Getting into the Garbage
No matter how well behaved he is in your presence and how much your dog likes to please you, the temptation to raid the garbage pail is too good to pass up, particularly when he’s alone and bored.
Keep your trash under the sink and put a childproof fastener on the cupboard door. Or keep it in a separate, closed off room such as your garage or laundry room. If you can’t do either of these, invest in trashcans that have closing lids and add an air freshener to the trash every now and then to make the smell less appealing.
The worst thing you can do is wait to see if your dog does enjoy a quick rummage through the trash and then decide to do something about it. In this scenario, no matter what you do, he will only get more and more inventive about breaking into it, probably being even more destructive in the process.
Some dogs eat their own or other dogs’ excrement. This behavior is called coprophagia and is a more scientific way of saying, “My dog likes to eat poop.”
A better solution would be to have your dog trained to defecate on command so that you can pick it up right away.
Some folks have had success in reducing the behavior by changing their dog’s diet. It’s worth a try . . . but don’t be surprised if it makes little difference.
Eating stool is a behavior most commonly developed in bored dogs, so you have to make sure that you give your dog plenty of regular exercises.

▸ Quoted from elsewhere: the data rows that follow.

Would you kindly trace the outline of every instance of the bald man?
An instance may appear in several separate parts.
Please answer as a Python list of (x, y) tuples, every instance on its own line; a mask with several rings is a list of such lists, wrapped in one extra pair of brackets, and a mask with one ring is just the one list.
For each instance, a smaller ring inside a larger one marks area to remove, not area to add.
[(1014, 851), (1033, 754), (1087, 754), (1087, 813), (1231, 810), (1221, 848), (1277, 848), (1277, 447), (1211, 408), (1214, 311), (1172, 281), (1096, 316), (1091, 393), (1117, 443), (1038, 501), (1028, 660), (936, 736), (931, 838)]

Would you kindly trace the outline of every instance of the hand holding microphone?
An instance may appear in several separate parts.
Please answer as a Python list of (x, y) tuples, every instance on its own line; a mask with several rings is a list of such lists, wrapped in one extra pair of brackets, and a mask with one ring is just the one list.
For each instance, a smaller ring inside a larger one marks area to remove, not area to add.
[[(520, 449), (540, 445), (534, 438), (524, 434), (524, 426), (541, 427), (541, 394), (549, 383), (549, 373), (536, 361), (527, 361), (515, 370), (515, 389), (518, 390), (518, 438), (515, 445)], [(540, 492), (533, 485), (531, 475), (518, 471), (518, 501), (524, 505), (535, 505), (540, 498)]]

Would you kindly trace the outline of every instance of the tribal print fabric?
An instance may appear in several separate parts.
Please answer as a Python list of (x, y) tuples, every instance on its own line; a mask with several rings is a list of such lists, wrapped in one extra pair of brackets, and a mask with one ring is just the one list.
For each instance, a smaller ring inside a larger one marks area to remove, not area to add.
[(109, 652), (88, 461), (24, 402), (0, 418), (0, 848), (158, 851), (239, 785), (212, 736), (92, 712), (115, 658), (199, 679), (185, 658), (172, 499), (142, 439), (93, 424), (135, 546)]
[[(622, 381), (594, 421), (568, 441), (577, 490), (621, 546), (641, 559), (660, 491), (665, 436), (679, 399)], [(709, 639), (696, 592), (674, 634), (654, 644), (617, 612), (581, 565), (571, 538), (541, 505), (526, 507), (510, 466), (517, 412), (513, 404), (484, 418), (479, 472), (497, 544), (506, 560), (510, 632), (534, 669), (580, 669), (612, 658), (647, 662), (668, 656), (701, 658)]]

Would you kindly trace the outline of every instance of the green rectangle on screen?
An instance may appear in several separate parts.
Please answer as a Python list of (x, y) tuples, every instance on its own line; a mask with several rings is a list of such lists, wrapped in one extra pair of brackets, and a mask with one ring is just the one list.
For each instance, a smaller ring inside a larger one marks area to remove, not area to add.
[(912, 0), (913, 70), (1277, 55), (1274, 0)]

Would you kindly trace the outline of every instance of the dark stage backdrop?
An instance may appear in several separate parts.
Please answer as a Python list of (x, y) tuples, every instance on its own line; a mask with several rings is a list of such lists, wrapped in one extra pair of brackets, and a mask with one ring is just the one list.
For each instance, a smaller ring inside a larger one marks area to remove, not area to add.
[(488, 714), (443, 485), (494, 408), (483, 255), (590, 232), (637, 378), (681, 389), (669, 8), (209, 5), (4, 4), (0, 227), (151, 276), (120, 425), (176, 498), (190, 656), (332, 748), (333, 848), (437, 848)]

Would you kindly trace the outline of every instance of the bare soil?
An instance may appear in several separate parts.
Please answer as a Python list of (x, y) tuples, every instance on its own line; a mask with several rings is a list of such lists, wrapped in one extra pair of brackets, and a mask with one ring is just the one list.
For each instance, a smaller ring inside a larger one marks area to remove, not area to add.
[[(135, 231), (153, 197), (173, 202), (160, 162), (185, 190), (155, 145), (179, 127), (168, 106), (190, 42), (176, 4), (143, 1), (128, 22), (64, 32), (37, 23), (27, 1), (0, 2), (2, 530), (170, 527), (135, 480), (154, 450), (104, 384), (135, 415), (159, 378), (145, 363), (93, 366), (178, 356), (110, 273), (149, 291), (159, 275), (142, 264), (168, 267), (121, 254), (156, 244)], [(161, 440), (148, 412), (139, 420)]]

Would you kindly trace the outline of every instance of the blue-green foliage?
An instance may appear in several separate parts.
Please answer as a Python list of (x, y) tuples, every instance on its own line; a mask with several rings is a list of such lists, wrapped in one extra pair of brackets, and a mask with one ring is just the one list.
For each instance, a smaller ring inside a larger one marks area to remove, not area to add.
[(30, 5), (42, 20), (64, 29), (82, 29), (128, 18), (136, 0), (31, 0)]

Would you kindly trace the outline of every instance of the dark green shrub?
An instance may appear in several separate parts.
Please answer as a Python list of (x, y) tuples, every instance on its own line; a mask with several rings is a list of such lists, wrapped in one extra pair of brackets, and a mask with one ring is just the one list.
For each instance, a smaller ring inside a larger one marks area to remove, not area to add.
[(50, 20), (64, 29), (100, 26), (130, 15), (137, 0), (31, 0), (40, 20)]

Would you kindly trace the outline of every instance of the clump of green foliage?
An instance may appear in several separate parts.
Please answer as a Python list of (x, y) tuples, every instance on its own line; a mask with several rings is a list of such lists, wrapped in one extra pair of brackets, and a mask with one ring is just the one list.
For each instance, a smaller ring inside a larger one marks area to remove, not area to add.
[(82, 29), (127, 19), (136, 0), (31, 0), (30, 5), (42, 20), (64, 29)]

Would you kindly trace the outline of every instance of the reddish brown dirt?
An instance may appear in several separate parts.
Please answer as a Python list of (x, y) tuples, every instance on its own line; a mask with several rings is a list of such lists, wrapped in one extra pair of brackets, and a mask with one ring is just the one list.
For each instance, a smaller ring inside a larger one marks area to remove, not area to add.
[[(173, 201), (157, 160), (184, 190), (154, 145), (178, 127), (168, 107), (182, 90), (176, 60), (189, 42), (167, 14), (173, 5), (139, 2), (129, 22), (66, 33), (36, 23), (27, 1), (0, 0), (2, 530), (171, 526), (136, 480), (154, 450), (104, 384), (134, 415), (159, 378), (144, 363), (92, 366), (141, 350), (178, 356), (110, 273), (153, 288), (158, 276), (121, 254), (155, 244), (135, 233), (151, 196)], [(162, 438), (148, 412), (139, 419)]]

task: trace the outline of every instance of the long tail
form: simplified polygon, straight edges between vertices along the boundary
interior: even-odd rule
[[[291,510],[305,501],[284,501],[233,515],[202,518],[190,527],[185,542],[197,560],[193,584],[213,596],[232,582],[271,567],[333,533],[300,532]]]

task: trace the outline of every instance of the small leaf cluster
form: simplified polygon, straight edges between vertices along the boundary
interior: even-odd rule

If you’re out walking your dog and he suddenly becomes obsessed with a nice fresh pile, gives a firm tug on the leash to steer his attention towards more appropriate activities.
Rolling in stool also appears to be a particularly desirable practice for some dogs. It probably has to do with territory marking and hiding his own smell so he can be an effective hunter. This behavior can be corrected by distracting your dog when he appears to be looking for a good spot to roll around. A busy dog who gets regular exercise isn’t constantly looking for messy activities to keep from getting bored.